Bottom Line
Ant Group (Inclusion AI / Ant Ling) has open-sourced two models in late April: Ling-2.6-Flash and Ling-2.6-1T, both using MoE architecture, MIT license, with BF16/FP8/INT4 precision variants. Compared to models of similar parameter scale, Ling’s core differentiation lies in extremely low activation parameters and execution-oriented design — not a benchmark-padding machine, but purpose-built for Agent workloads.

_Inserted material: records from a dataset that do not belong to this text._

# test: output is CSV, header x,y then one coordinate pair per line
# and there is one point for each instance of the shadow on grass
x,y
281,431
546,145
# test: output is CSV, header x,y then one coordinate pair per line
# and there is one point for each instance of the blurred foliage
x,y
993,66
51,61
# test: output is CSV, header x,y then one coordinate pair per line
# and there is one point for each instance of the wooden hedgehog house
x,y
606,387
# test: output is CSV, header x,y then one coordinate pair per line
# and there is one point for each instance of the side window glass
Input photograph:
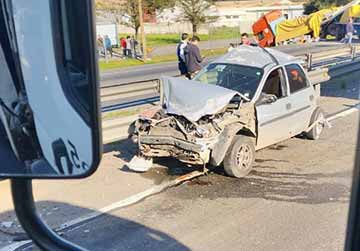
x,y
274,84
297,78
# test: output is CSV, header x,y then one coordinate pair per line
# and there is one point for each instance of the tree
x,y
195,12
316,5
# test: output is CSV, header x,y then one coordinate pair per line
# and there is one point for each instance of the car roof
x,y
256,56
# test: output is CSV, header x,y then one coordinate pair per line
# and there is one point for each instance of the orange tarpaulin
x,y
302,25
353,11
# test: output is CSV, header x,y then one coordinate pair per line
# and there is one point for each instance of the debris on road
x,y
140,164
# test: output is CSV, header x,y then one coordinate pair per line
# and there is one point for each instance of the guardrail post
x,y
309,61
353,52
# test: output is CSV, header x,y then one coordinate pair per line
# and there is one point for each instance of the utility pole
x,y
143,38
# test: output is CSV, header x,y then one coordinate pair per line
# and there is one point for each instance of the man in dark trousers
x,y
180,52
193,57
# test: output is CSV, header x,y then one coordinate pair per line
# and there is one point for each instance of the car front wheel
x,y
240,157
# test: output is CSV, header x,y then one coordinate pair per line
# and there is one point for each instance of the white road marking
x,y
134,198
343,114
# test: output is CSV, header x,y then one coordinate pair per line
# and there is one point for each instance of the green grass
x,y
117,64
156,40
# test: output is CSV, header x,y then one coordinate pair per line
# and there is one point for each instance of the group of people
x,y
189,56
128,46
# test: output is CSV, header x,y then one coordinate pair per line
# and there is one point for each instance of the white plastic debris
x,y
140,164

| Dimension | Ling-2.6-Flash | Ling-2.6-1T |
|---|---|---|
| Total Parameters | 104B | ~1T |
| Active Parameters | 7.4B | ~63B |
| Context Window | 256K | 256K+ |
| License | MIT | MIT |
| SWE-Bench Verified | 62 | 67+ |
| BFCL-V4 | 67 | 72+ |
| TAU2-Bench (Telecom) | 93.86 | 95+ |
What Happened
Ling-2.6-Flash: Ultra-Lightweight Agent Model
- April 29: Ling-2.6-Flash weights officially open-sourced. 104B total parameters, only 7.4B activated per inference — meaning it can run on consumer-grade GPUs (single RTX 4090 with INT4 quantization).
- Built on Ling 2.0 with hybrid linear attention mechanism, replacing the previous GQA attention with a more efficient hybrid approach, significantly reducing inference latency.
- SWE-Bench Verified 62, BFCL-V4 67, TAU2-Telecom 93.86 — all hard-scenario metrics, not academic leaderboard-padding datasets.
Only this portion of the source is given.